Given a binary tree, find its minimum depth. The minimum depth is the number of nodes along the shortest path from the root node down to the nearest leaf node. The path has to end on a leaf node.
Example
We can find the solution by solving the two smaller subproblems: finding the minimum depth of the left subtree and finding the minimum depth of the right subtree. Here's an idea: If we know the minimum depth of both the left and right subtrees, then the minimum depth of the entire tree = 1 + min (min depth of the left subtree, min depth of the right subtree).
int treeMinDepth(TreeNode* root)
{
if(root == NULL)
return 0;
if(root->left == NULL)
return 1 + treeMinDepth(root->right);
if(root->right == NULL)
return 1 + treeMinDepth(root->left);
return 1 + min(treeMinDepth(root->left), treeMinDepth(root->right));
}
We are traversing each node of the tree only once. Time complexity = O(n)
Space complexity = O(h) for recursion call stack. Space complexity is equal to the maximum depth of the recursion tree which is equal to the height of the tree (h), where O(log n) < h < O(n).
Now critical questions are: Can we think to solve this problem iteratively using the BFS traversal? How do we calculate the min-depth using this idea? or, do we really need to calculate the min-depth for each node? Is there some information hidden in the problem which could help us to solve the problem efficiently?
Here is an observation: the node with a minimum depth would be always the first leaf node if we traverse the tree level by level. In other words, if we traverse the tree level by level, we need to return the depth of the first encountered leaf node. Think!
In a practical scenario, this idea would be much more efficient in comparison to the DFS approach because, in the DFS approach, we may end up with a complete traversal of the tree even when the topmost leaf is close to the root.

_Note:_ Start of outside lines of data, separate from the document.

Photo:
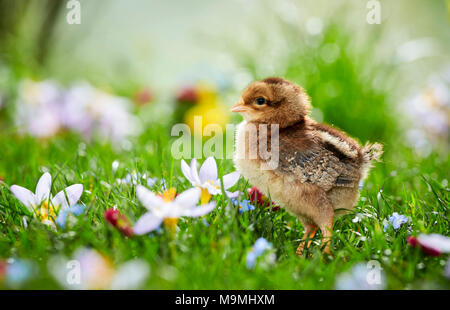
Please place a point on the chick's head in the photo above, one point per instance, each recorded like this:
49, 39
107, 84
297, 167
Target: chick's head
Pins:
273, 101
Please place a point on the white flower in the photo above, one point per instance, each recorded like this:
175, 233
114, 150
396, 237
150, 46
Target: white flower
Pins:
160, 209
207, 179
37, 108
362, 277
93, 112
42, 197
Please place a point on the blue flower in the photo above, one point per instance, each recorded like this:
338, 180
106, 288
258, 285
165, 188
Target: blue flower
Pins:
244, 205
396, 220
76, 210
261, 245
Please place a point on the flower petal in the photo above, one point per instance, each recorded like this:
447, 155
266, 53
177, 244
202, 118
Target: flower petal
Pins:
73, 192
60, 200
25, 196
199, 211
43, 187
147, 198
147, 223
230, 179
186, 171
208, 171
194, 173
213, 189
188, 198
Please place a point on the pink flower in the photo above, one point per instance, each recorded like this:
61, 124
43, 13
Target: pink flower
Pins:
432, 244
120, 221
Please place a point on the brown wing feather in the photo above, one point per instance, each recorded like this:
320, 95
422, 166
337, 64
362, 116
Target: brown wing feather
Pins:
318, 165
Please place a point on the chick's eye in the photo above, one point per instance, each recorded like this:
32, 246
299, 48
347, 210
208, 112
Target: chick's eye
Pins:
260, 101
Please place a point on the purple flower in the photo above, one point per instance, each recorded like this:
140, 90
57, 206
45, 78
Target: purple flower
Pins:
396, 220
243, 206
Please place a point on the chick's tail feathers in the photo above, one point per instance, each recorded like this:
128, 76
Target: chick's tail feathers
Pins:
370, 152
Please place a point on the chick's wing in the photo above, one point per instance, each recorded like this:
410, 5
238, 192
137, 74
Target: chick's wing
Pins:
318, 165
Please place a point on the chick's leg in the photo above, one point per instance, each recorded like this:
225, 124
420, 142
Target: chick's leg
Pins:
324, 219
310, 232
327, 231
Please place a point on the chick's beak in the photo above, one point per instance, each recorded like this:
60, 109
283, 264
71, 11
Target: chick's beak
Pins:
239, 107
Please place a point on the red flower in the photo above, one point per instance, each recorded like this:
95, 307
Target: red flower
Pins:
120, 221
258, 198
187, 94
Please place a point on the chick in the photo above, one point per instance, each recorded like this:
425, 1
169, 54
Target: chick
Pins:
319, 167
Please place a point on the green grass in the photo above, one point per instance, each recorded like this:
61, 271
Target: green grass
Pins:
214, 257
201, 257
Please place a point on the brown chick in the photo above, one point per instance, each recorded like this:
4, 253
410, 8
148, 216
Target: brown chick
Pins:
319, 167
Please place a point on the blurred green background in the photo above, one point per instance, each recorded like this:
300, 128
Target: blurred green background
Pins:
361, 76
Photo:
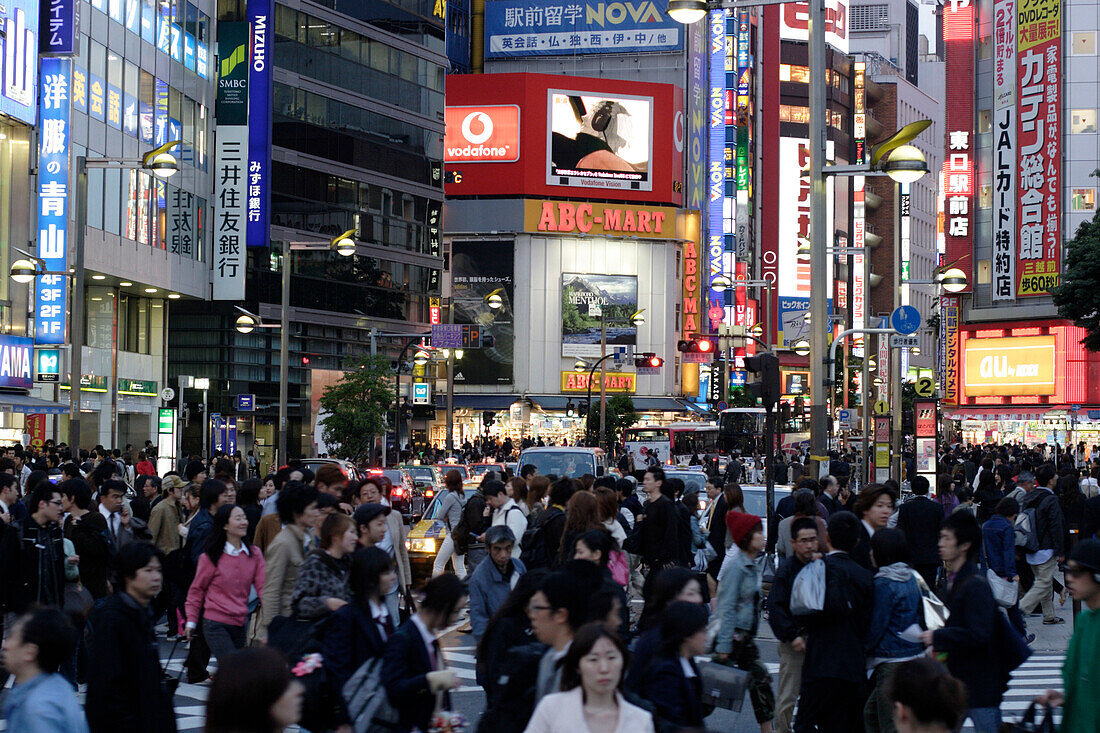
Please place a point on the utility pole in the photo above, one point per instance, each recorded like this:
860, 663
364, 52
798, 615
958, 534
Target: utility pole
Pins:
818, 238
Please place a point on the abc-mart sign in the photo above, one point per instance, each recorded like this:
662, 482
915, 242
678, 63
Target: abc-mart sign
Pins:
482, 134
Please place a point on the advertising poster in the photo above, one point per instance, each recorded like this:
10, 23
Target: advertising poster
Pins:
600, 141
586, 301
1004, 150
532, 28
479, 269
1040, 138
958, 163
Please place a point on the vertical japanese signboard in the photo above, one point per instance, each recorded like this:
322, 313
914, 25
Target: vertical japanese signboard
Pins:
1038, 52
1004, 150
232, 160
261, 84
958, 162
716, 178
50, 293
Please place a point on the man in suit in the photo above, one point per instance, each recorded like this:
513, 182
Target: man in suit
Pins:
834, 674
920, 518
413, 668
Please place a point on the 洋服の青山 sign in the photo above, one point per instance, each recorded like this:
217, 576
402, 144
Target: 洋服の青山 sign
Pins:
601, 219
613, 382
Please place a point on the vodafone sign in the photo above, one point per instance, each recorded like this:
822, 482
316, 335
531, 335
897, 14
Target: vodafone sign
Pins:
482, 134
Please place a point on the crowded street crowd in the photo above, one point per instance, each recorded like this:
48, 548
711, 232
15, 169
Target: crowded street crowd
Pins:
608, 603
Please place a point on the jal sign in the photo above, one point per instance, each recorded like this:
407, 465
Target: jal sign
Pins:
620, 382
1019, 365
601, 219
17, 353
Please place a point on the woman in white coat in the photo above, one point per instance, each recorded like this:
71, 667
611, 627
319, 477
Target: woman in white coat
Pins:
592, 674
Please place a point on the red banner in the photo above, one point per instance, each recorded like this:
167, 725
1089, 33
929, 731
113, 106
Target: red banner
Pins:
958, 162
1038, 216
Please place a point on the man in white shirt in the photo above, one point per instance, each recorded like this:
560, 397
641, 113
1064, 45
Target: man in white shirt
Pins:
505, 512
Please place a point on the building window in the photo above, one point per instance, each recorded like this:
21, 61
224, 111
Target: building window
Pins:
1084, 44
1085, 199
1082, 121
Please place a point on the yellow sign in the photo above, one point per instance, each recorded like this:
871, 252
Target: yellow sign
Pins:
600, 219
1019, 365
618, 382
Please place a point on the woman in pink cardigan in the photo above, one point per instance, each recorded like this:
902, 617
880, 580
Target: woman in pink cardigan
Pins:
228, 571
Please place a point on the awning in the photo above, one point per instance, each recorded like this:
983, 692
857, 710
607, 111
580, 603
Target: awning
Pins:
998, 413
468, 401
22, 403
554, 402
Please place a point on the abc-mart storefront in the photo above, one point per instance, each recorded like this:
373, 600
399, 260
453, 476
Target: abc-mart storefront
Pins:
559, 256
1027, 383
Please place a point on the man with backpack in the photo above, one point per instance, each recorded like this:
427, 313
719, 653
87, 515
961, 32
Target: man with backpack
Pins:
1040, 531
541, 544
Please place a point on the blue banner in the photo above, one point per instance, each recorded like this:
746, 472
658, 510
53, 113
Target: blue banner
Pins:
59, 22
261, 79
532, 28
54, 145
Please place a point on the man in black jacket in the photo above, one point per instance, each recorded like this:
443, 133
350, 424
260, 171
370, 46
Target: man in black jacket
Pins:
125, 693
33, 554
968, 636
1049, 525
789, 628
834, 674
659, 534
920, 518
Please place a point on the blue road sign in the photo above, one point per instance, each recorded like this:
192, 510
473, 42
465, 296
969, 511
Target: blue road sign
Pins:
905, 319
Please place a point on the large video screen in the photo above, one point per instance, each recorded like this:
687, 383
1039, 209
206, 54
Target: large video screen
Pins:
600, 141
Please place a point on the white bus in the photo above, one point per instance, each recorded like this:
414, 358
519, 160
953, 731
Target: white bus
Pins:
671, 444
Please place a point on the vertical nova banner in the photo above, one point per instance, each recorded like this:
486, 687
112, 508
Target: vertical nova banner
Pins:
54, 144
261, 84
1004, 150
231, 154
1038, 32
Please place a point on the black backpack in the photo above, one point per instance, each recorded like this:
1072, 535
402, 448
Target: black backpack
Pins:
534, 550
512, 704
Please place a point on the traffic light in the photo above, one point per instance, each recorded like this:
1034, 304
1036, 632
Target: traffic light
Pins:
699, 343
766, 367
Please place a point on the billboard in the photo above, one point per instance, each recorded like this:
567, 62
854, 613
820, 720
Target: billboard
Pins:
958, 162
482, 134
1016, 365
794, 23
598, 141
590, 302
530, 28
479, 269
1004, 150
575, 135
54, 145
1038, 215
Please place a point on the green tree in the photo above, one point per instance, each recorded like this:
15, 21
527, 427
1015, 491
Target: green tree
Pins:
620, 415
1077, 295
356, 407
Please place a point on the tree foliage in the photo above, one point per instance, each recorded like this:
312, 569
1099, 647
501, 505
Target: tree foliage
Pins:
356, 406
620, 415
1078, 292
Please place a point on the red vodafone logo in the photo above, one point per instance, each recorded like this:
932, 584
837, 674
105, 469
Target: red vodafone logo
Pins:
482, 134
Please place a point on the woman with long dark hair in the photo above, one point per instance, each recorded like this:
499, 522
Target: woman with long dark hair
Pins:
227, 571
253, 692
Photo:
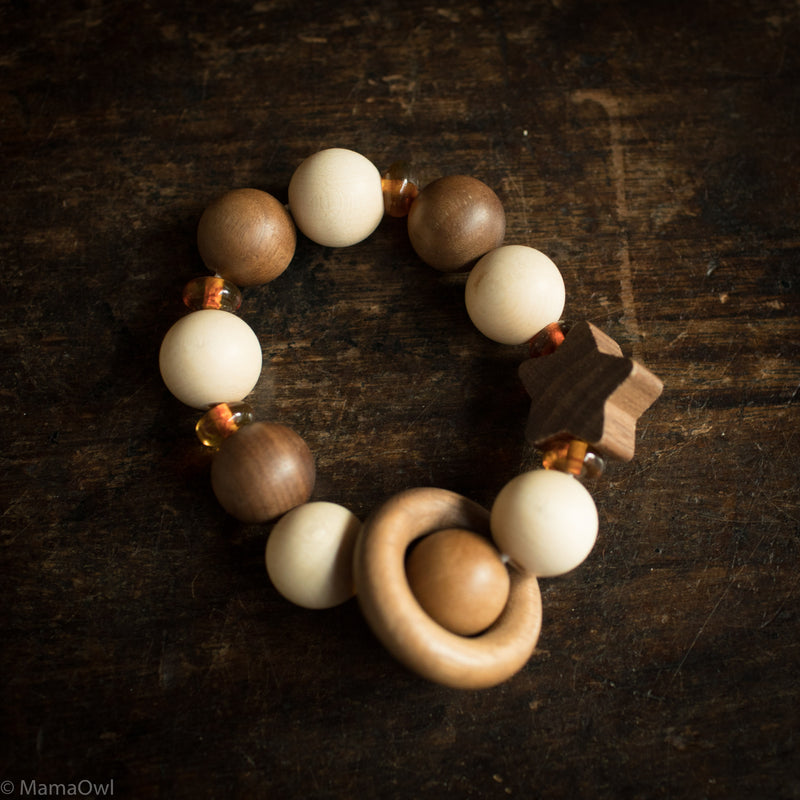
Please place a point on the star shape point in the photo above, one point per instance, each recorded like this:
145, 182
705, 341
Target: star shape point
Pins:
587, 389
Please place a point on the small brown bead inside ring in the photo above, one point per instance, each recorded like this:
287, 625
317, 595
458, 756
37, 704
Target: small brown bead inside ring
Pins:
454, 221
402, 625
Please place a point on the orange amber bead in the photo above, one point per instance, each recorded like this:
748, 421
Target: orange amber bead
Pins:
573, 456
399, 189
212, 292
547, 340
219, 422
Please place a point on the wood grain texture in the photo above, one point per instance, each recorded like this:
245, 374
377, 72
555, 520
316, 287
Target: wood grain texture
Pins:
649, 149
587, 389
398, 620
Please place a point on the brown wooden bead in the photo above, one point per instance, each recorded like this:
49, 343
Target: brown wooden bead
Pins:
458, 578
262, 471
454, 221
247, 236
400, 622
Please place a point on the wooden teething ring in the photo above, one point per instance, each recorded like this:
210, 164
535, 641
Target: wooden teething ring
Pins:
402, 625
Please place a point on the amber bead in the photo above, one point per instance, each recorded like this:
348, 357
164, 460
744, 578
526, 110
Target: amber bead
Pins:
459, 580
573, 456
454, 221
262, 471
548, 339
212, 292
247, 236
221, 421
399, 189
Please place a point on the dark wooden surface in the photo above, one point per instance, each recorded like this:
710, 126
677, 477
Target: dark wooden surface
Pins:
651, 149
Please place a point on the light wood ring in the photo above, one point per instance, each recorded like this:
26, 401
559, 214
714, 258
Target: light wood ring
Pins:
399, 621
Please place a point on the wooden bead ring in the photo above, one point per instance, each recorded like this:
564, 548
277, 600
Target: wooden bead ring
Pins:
399, 621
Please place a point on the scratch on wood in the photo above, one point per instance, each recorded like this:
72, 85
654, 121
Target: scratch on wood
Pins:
610, 105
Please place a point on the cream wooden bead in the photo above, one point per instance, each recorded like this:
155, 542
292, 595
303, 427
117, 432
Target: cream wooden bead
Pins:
309, 554
336, 197
513, 292
545, 521
210, 357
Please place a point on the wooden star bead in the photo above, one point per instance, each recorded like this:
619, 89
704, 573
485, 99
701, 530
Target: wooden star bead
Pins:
588, 390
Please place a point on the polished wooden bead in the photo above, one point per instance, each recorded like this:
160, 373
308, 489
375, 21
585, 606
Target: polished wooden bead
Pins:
454, 221
309, 554
545, 521
209, 357
336, 197
247, 237
262, 471
513, 292
458, 578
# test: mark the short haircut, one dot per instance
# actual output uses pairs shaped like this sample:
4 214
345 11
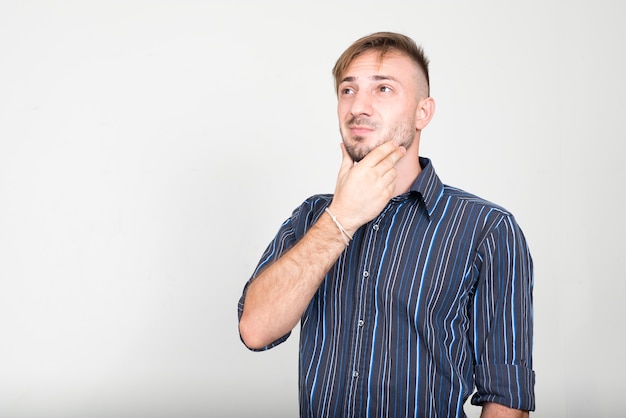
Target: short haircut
383 42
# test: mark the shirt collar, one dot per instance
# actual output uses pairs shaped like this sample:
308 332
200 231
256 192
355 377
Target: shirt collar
428 185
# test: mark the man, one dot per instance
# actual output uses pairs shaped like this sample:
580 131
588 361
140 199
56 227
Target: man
411 294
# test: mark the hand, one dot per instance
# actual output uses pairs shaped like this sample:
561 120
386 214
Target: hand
364 189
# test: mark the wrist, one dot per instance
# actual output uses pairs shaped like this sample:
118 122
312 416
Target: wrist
345 235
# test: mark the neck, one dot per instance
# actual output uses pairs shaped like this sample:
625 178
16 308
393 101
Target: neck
408 169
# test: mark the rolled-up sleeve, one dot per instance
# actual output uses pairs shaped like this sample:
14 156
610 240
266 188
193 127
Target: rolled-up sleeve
502 319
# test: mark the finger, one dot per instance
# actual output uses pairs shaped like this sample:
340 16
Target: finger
389 162
379 153
346 161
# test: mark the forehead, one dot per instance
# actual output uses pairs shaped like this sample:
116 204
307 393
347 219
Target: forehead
372 64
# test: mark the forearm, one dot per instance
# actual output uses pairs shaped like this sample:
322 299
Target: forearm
494 410
277 298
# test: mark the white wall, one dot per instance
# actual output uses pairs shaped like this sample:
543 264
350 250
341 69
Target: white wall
149 151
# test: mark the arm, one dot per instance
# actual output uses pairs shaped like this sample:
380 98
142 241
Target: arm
494 410
502 319
277 297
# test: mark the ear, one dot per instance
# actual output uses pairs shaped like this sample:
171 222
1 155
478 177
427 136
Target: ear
425 112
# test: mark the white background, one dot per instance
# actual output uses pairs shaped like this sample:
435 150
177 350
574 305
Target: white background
150 150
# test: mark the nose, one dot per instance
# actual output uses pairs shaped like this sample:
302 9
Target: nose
361 104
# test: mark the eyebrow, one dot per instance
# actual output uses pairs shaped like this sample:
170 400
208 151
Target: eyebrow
373 78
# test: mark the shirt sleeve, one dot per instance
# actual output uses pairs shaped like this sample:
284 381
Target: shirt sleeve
289 233
502 319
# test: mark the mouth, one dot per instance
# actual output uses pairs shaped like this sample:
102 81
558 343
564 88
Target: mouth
359 130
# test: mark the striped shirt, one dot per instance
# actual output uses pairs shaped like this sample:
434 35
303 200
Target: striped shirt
430 302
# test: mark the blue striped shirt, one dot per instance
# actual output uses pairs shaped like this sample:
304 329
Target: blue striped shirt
431 302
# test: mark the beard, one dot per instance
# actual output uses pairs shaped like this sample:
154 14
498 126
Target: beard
403 134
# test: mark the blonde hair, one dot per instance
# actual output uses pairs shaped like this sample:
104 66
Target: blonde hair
383 42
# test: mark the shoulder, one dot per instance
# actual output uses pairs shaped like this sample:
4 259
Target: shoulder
486 214
309 211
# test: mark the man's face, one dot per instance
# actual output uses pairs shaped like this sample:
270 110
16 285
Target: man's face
377 102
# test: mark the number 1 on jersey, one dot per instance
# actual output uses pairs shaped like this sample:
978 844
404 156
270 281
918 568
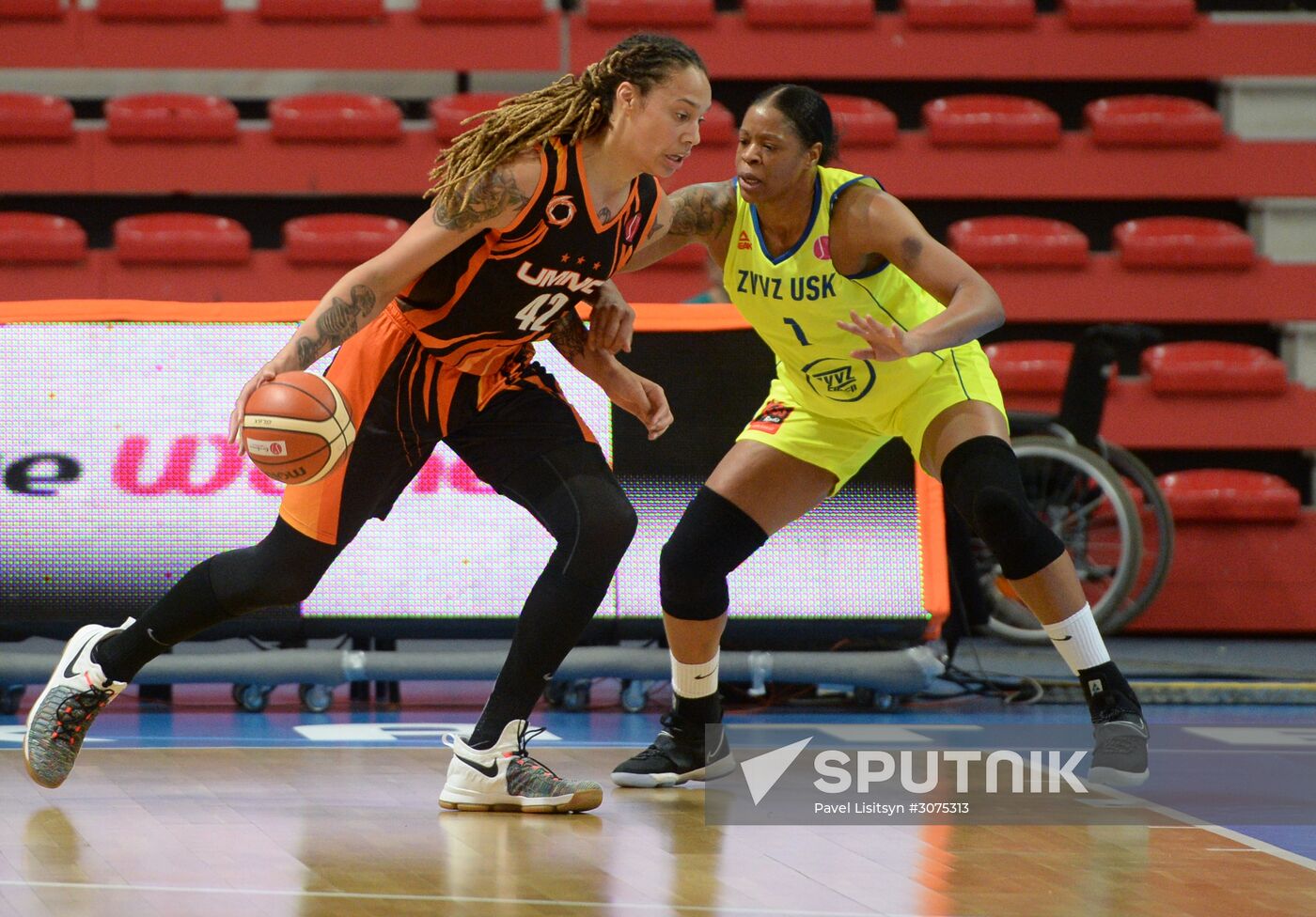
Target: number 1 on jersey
799 332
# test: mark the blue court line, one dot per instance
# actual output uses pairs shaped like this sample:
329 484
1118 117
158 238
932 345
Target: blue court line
199 729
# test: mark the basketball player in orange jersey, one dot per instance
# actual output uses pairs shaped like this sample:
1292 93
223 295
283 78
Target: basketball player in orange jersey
533 210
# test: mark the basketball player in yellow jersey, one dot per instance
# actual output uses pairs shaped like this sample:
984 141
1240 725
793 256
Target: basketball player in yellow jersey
874 325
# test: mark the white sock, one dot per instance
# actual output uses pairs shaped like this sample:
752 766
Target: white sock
695 679
1078 641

But BFS traversal can access the node from top to bottom in level by order and we can get the topmost leaf quickly in fewer steps.
For example, If we have a tree where the left subtree has a depth of 100 and the right subtree has a depth of 1. The DFS will first traverse all the way down the 100 left subtree nodes before finally traversing the right subtree with a small depth of 1 and figuring out it as a min depth. But in BFS, instead of traversing 101 nodes to figure out the min depth, we can get the value in two steps. Now imagine the comparison of efficiency if there are thousands of nodes in the left subtree!
struct QueueNode
{
TreeNode *node;
int depth;
QueueNode(TreeNode *n, int d)
{
node = n;
depth = d;
}
};
int treeMinDepth(TreeNode *root)
{
if (root == NULL)
return 0;
else
{
queue<QueueNode> q;
QueueNode tempQNode(root, 1);
q.push(tempQNode);
while (!q.empty())
{
tempQNode = q.front();
q.pop();
TreeNode *temp = tempQNode.node;
int depth = tempQNode.depth;
if (temp->left == NULL && temp->right == NULL)
return depth;
else
{
if (temp->left != NULL)
{
tempQNode.node = temp->left;
tempQNode.depth = 1 + depth;
q.push(tempQNode);
}
if (temp->right != NULL)
{
tempQNode.node = temp->right;
tempQNode.depth = 1 + depth;
q.push(tempQNode);
}
}
}
}
return 0;
}
In the worst case, The total number of queue operations = 2n, because each node gets inserted and deleted only once in BFS traversal. Time complexity = O(n), where n is the total number of nodes.
Space complexity = O(w) because BFS traversal requires queue size proportional to the max-width of the tree (w). Think!
Enjoy learning, Enjoy coding, Enjoy problem-solving!